The Times belated April 17 coverage of the detention of journalist Majd Kayyal is fairly typical. On top of the The New York Times’ compliance with Israeli government censorship of Kayyal’s arrest, the article avoided identifying Kayyal as a Palestinian citizen of Israel, calling him in the headline and the lede an “Arab-Israeli” and an “Arab citizen of Israel” who is for some unexplained reason “a Palestinian rights advocate.” The Times described Kayyal as an “Arab” though Alex Kane and Allison Deger of Mondoweiss who recently interviewed Kayyal told me that Kayyal identified himself to them as Palestinian in their discussions. It was left to a statement by the Israeli human rights organization Adalah at the very end of The Timesarticle to finally raise his identity as a “Palestinian citizens of Israel,” an identity which connects his experience with those of Palestinians living in the Occupied Territories, and helps explain his advocacy for Palestinian rights. Still the article treats Kayyal’s experience as a singular phenomenon and studiously avoids any references to allegations of systematic Israeli discrimination against Palestinians.

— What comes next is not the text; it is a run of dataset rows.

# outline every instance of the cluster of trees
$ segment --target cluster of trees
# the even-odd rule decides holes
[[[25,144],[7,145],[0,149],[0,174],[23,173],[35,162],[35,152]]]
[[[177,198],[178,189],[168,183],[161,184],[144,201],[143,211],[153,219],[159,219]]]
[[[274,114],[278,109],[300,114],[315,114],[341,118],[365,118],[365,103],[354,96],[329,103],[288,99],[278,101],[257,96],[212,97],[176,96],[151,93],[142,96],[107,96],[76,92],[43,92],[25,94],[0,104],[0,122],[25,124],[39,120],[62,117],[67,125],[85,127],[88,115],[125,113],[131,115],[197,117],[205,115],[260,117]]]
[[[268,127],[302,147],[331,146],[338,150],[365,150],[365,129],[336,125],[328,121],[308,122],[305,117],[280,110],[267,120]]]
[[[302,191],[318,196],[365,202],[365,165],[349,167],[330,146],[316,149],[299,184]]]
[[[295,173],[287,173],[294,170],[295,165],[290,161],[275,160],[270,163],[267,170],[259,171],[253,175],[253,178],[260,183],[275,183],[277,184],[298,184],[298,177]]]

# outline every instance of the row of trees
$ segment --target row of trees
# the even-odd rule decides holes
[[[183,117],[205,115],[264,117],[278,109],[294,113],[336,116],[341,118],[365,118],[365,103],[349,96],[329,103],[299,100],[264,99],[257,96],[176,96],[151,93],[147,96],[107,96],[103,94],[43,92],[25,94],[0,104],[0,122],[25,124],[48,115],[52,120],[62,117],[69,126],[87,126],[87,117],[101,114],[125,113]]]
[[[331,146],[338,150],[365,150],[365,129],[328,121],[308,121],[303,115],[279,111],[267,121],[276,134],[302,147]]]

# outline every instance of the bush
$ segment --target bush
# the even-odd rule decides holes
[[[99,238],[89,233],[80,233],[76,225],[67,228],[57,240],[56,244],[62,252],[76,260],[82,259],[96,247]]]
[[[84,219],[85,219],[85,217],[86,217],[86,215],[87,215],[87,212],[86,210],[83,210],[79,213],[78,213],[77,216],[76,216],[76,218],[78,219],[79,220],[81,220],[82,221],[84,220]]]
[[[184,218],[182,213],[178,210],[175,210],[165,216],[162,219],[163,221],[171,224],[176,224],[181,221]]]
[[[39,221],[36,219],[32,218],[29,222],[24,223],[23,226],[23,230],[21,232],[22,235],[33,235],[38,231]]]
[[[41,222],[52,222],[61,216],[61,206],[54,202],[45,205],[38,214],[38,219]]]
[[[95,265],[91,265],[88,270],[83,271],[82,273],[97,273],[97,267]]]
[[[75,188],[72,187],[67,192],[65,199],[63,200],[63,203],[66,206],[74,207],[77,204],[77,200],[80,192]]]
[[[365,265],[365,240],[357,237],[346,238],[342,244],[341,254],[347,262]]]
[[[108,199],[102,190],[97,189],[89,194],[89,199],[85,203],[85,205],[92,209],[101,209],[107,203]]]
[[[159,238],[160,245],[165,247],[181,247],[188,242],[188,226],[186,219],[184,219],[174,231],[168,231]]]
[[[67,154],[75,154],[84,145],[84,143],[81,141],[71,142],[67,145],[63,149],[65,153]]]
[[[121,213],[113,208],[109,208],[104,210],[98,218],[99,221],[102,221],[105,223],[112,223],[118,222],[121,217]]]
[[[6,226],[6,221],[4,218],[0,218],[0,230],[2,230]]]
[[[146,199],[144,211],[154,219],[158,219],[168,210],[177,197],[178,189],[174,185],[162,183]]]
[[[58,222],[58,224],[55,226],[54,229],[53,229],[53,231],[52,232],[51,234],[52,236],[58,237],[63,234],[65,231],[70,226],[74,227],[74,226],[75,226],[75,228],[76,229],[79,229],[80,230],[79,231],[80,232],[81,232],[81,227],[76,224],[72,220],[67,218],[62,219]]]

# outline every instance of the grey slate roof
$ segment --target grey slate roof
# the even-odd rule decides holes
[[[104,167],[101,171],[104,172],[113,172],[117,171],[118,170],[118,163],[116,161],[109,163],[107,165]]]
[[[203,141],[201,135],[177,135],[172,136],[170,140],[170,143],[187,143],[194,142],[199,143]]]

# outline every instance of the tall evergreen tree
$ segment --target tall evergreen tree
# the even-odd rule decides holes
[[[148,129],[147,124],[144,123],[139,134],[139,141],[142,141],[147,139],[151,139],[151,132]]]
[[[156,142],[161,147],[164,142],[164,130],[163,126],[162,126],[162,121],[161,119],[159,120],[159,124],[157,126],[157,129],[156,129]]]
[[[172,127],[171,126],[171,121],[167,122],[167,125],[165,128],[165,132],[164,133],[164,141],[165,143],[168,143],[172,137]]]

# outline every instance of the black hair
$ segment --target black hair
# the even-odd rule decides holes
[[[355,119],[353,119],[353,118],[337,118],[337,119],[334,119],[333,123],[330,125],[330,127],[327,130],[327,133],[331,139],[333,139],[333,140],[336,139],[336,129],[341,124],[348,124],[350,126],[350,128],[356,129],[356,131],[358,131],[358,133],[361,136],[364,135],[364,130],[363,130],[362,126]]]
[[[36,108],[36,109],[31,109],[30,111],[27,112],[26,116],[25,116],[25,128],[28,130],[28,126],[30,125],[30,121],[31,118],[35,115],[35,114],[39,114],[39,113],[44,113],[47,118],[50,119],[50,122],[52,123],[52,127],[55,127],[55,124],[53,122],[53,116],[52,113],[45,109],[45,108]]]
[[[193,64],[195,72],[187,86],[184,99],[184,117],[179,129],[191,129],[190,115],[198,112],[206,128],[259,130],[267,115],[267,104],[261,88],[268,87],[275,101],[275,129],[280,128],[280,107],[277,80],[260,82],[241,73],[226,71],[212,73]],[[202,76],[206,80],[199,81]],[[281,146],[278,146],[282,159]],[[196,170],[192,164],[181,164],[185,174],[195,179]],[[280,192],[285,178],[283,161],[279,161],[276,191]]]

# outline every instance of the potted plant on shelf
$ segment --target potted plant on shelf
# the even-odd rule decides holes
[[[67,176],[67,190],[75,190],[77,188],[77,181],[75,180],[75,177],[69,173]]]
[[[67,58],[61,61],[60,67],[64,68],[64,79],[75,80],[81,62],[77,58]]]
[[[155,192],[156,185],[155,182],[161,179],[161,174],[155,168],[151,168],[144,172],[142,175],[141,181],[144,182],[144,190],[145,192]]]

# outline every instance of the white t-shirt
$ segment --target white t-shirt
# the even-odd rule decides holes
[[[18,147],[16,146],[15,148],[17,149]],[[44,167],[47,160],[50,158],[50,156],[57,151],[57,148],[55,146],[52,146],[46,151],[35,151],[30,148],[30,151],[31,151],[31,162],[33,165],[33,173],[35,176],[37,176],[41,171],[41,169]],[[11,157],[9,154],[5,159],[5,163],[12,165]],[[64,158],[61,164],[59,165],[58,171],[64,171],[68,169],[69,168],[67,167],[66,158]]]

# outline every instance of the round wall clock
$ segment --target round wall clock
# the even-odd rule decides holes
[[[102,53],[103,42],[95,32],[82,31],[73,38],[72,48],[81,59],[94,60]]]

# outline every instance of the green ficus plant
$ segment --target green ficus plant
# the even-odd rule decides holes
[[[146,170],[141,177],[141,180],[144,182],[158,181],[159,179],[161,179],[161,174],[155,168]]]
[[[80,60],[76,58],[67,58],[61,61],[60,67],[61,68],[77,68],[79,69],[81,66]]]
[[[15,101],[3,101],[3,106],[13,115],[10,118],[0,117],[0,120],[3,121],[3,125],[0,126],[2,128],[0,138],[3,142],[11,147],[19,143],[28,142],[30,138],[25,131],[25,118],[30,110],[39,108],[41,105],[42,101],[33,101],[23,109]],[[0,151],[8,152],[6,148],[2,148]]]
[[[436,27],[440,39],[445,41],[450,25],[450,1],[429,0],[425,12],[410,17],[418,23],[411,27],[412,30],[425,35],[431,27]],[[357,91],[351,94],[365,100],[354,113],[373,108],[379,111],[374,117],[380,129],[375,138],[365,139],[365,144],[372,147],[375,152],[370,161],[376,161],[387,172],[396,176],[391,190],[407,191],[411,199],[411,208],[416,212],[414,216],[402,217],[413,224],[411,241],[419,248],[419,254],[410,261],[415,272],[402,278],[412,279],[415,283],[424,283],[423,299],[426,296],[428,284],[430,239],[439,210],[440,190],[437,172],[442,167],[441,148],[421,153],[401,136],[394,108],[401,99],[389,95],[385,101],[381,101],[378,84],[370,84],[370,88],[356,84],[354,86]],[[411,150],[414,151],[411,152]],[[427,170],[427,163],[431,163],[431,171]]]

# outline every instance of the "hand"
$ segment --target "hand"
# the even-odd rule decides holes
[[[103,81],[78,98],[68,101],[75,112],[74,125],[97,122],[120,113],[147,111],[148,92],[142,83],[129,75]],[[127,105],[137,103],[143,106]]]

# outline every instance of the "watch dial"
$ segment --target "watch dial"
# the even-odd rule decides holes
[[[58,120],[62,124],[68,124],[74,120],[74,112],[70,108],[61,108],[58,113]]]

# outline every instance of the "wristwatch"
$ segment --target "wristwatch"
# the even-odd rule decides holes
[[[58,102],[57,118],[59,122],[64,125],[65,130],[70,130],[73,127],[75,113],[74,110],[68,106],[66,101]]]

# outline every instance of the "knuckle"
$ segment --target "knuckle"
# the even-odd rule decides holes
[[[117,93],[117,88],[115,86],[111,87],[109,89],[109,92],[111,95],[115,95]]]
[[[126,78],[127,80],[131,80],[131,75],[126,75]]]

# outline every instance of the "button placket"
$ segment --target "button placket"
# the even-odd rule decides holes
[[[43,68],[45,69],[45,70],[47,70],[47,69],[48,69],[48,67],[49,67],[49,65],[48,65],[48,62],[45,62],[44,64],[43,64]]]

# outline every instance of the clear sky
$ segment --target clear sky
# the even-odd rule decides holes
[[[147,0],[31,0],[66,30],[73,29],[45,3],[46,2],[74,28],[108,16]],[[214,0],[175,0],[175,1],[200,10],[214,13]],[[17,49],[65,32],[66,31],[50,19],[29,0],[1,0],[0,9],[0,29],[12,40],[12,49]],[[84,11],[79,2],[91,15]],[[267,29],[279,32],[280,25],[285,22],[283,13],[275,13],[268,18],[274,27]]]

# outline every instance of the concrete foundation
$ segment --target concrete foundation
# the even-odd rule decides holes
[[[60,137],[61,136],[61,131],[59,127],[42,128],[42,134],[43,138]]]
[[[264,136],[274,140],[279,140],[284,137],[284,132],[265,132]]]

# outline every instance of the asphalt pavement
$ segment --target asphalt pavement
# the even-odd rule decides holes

These recent articles and others again show how The Times is an unreliable news source when it comes to allowing Palestinians to describe and frame the realities they experience, particularly when those experiences relate to Israeli racism, apartheid, and systematic Israeli discrimination against Palestinians, whether living in the Occupied Territories, in Israel or as refugees in the diaspora. Instead one of the US’s most important media outlets often tends to replicate Israeli approaches of denying Palestinians the right to define their reality.
(This article is a compilation of the comments that I emailed to New York Times reporters and editors following each of Michael Gordon’s articles).